AMD H.264 Video Encoder MFT buggy processing of synchronization-enabled input textures

Even though AMD H.264 Video Encoder Media Foundation Transform (MFT) AKA AMDh264Encoder is, generally, a not so bad done piece of software, it still has a few awkward bugs to mention. At this time I am going to show this one: the video encoder transform fails to acquire synchronization on input textures.

The problem comes up when keyed mutex aware textures knock the input door of the transform. The Media Foundation samples carry textures created with D3D11_RESOURCE_MISC_SHARED_KEYEDMUTEX flag, MSDN describes this way:

[…] You can retrieve a pointer to the IDXGIKeyedMutex interface from the resource by using IUnknown::QueryInterface. The IDXGIKeyedMutex interface implements the IDXGIKeyedMutex::AcquireSync and IDXGIKeyedMutex::ReleaseSync APIs to synchronize access to the surface. The device that creates the surface, and any other device that opens the surface by using OpenSharedResource, must call IDXGIKeyedMutex::AcquireSync before they issue any rendering commands to the surface. When those devices finish rendering, they must call IDXGIKeyedMutex::ReleaseSync. […]

Video encoder MFT is supposed to pay attention to the flag and acquire synchronization before the video frame is taken to encoding. AMD implementation fails to do so and it is a bug, a pretty important one and it has been around for a while.

The following code snippet (see also text at the bottom of the post) demonstrates the incorrect behavior of the transform.

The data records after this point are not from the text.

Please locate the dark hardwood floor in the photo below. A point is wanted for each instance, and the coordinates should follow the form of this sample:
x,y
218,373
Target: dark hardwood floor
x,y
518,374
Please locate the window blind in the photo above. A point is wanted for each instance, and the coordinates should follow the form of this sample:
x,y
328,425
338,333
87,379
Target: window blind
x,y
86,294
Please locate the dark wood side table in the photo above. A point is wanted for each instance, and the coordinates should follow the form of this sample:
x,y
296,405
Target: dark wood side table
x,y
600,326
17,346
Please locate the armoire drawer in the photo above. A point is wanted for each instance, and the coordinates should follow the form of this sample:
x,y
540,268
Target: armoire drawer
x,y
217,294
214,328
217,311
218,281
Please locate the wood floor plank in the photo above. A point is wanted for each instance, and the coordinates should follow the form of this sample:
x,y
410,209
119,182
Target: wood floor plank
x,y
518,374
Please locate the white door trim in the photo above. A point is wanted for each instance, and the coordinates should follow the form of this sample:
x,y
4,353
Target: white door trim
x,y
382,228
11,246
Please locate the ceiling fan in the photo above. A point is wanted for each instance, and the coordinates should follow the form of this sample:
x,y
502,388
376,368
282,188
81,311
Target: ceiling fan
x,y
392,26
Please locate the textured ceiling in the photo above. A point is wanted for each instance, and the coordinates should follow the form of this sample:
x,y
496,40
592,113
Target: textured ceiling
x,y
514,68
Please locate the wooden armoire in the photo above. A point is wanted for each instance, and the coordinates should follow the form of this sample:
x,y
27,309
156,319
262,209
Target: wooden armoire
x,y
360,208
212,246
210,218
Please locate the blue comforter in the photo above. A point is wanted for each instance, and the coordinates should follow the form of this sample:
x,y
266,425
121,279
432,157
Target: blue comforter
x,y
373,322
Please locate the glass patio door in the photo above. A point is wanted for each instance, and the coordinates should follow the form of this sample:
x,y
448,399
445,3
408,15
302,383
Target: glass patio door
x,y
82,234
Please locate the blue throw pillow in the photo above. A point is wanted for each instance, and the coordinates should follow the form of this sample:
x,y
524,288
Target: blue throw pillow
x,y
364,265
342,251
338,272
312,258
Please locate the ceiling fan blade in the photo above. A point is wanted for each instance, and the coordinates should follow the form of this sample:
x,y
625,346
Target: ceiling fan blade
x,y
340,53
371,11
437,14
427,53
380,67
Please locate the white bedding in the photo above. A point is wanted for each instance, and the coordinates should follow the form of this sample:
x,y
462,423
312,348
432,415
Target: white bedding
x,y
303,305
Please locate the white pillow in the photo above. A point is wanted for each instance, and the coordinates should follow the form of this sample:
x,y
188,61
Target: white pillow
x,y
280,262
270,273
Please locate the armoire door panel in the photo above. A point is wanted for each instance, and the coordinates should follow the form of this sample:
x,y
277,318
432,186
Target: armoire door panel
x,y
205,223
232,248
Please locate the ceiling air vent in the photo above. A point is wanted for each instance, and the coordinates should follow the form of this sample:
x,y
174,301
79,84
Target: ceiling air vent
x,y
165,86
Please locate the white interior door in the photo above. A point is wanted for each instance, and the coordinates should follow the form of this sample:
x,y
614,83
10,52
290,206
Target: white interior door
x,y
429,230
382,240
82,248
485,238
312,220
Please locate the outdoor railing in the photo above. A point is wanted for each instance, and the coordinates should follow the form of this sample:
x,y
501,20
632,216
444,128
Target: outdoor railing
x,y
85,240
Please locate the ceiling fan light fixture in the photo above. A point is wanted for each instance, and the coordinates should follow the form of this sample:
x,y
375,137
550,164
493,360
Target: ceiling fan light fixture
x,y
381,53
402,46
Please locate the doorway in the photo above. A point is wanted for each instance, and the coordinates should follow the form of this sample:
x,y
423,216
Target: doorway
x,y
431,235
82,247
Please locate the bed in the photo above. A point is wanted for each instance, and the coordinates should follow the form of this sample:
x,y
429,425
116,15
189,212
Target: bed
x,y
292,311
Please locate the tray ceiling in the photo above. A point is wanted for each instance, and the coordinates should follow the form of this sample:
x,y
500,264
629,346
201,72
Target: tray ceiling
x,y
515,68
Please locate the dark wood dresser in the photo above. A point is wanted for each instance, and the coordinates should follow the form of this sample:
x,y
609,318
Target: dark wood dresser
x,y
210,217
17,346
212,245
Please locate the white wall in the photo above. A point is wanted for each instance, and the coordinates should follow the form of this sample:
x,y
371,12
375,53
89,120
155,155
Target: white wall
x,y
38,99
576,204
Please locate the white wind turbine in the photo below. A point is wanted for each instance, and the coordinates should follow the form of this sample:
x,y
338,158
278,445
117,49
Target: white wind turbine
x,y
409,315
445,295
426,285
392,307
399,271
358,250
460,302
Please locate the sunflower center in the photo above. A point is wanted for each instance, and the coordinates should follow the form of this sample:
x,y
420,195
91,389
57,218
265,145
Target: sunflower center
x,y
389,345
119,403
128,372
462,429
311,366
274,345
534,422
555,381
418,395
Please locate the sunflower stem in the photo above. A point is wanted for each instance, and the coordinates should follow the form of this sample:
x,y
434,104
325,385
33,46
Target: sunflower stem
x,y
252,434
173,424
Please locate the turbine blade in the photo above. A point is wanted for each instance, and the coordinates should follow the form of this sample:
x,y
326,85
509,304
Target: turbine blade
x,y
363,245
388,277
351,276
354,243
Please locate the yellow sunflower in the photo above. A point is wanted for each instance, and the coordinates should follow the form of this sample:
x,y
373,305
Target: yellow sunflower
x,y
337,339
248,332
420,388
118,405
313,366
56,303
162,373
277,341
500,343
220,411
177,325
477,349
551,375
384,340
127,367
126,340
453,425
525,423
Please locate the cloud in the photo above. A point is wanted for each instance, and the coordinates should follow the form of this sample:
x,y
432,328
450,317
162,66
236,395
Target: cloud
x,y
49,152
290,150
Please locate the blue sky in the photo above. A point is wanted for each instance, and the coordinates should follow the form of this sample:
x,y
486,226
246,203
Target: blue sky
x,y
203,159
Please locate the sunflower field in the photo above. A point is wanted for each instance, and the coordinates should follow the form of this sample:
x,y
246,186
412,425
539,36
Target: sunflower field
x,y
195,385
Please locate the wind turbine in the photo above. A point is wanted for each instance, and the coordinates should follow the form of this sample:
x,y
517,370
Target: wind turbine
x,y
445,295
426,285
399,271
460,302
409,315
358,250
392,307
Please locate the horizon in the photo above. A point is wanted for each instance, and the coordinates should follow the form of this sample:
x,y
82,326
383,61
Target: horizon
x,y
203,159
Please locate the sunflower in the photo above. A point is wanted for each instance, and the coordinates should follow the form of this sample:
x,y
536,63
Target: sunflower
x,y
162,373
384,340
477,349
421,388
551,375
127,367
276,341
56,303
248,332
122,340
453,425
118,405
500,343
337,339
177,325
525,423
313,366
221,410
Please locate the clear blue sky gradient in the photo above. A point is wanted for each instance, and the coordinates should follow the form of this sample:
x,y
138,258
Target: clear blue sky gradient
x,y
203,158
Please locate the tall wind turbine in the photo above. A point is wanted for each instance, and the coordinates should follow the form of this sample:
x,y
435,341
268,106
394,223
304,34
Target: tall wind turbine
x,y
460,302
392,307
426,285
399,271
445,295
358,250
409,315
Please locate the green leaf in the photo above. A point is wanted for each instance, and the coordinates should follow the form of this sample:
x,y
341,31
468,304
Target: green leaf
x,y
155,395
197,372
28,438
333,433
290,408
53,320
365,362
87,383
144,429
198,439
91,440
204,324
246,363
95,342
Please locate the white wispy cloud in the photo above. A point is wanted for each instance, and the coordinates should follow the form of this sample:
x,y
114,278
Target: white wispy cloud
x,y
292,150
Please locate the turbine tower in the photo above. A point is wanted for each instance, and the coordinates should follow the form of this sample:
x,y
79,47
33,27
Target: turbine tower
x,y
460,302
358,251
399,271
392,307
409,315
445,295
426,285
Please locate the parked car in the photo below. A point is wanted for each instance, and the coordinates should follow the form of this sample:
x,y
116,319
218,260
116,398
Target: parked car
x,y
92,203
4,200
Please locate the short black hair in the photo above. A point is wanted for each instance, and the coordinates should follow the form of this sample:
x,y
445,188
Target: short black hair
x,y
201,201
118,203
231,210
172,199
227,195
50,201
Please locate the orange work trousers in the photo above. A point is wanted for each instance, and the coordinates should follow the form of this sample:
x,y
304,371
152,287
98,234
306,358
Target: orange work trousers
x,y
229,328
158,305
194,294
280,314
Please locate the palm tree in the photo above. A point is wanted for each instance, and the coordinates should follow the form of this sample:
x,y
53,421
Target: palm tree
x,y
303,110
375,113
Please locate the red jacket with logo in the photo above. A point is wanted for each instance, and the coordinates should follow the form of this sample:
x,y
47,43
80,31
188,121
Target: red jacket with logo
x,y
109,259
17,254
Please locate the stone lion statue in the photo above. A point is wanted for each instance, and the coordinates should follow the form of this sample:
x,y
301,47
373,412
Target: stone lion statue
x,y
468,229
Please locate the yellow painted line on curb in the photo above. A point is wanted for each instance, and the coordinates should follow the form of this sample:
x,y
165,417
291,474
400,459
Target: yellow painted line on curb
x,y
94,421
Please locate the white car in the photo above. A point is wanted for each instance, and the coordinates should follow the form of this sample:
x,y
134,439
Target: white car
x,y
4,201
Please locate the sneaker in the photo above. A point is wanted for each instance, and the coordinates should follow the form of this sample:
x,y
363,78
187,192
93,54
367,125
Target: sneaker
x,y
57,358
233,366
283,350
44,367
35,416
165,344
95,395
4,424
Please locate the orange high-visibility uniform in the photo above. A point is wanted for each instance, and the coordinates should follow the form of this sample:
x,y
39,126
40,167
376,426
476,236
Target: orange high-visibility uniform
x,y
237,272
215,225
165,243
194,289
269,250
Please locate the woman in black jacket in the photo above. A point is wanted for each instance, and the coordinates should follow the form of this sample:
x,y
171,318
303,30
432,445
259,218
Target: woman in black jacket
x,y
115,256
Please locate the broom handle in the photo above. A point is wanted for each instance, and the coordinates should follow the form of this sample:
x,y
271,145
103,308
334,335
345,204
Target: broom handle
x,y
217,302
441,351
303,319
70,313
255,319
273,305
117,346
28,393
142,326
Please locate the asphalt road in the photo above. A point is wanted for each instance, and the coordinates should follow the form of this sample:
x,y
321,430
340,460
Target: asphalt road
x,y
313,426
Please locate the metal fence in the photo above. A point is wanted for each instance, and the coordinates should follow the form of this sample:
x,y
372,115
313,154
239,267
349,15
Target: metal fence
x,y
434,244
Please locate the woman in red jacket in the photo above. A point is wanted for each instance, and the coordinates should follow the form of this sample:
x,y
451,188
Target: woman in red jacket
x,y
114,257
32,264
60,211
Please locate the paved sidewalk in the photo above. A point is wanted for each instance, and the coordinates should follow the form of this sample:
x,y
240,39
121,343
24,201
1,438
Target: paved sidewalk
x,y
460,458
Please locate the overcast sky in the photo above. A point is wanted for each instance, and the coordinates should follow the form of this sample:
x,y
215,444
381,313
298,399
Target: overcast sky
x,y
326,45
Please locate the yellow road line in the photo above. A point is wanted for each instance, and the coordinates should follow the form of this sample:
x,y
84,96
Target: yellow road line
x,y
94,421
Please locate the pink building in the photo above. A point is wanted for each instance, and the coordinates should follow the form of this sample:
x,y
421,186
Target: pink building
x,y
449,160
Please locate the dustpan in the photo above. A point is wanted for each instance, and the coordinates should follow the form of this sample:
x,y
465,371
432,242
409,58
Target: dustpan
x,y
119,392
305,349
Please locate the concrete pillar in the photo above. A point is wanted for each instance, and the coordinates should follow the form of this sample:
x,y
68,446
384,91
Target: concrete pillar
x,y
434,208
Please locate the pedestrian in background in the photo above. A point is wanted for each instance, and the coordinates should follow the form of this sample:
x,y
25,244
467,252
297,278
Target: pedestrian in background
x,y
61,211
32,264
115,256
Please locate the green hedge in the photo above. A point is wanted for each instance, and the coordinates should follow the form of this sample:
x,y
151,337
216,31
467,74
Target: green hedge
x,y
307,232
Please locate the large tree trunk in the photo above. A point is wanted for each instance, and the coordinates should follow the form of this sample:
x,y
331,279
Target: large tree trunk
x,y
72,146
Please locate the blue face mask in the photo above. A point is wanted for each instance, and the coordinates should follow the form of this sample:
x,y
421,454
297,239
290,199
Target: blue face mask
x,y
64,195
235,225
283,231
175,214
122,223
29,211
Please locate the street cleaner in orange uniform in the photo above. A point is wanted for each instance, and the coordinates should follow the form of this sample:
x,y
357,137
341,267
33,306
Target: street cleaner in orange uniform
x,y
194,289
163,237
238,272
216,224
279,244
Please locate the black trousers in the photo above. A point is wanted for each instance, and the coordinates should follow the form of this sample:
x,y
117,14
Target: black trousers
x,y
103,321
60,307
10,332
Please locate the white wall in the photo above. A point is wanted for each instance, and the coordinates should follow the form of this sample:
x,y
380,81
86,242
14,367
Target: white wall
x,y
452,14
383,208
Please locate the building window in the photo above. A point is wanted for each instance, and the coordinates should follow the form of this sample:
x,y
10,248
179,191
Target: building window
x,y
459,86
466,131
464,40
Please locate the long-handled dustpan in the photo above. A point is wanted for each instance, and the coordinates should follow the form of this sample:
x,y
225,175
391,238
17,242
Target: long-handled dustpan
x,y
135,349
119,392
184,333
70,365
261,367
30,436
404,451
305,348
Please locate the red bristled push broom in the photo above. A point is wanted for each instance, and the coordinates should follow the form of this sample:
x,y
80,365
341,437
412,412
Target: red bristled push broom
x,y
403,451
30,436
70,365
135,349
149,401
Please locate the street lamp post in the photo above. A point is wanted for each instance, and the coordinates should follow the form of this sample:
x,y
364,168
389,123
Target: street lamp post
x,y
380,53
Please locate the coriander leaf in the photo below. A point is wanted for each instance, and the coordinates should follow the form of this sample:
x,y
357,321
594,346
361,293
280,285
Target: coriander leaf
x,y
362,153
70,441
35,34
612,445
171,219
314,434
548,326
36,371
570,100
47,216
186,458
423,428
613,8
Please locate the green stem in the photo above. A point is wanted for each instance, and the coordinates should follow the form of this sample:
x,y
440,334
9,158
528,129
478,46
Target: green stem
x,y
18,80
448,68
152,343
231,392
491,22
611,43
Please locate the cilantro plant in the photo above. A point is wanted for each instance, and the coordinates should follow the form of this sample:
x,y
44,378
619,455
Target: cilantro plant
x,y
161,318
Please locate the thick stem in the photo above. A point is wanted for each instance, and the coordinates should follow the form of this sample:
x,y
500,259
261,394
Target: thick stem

Execution reaches the breakpoint position and produces a H.264 sample even though input texture fed into transform is made inaccessible by AcquireSync call in line 104.

By contrast, Microsoft’s H.264 Video Encoder implementation AKA CLSID_MSH264EncoderMFT implements correct behavior and triggers DXGI_ERROR_INVALID_CALL (0x887A0001) failure in line 112.

In the process of doing the SSCCE above and writing the blog post I hit another AMD MFT bug, which is perhaps less important but still showing the internal implementation inaccuracy.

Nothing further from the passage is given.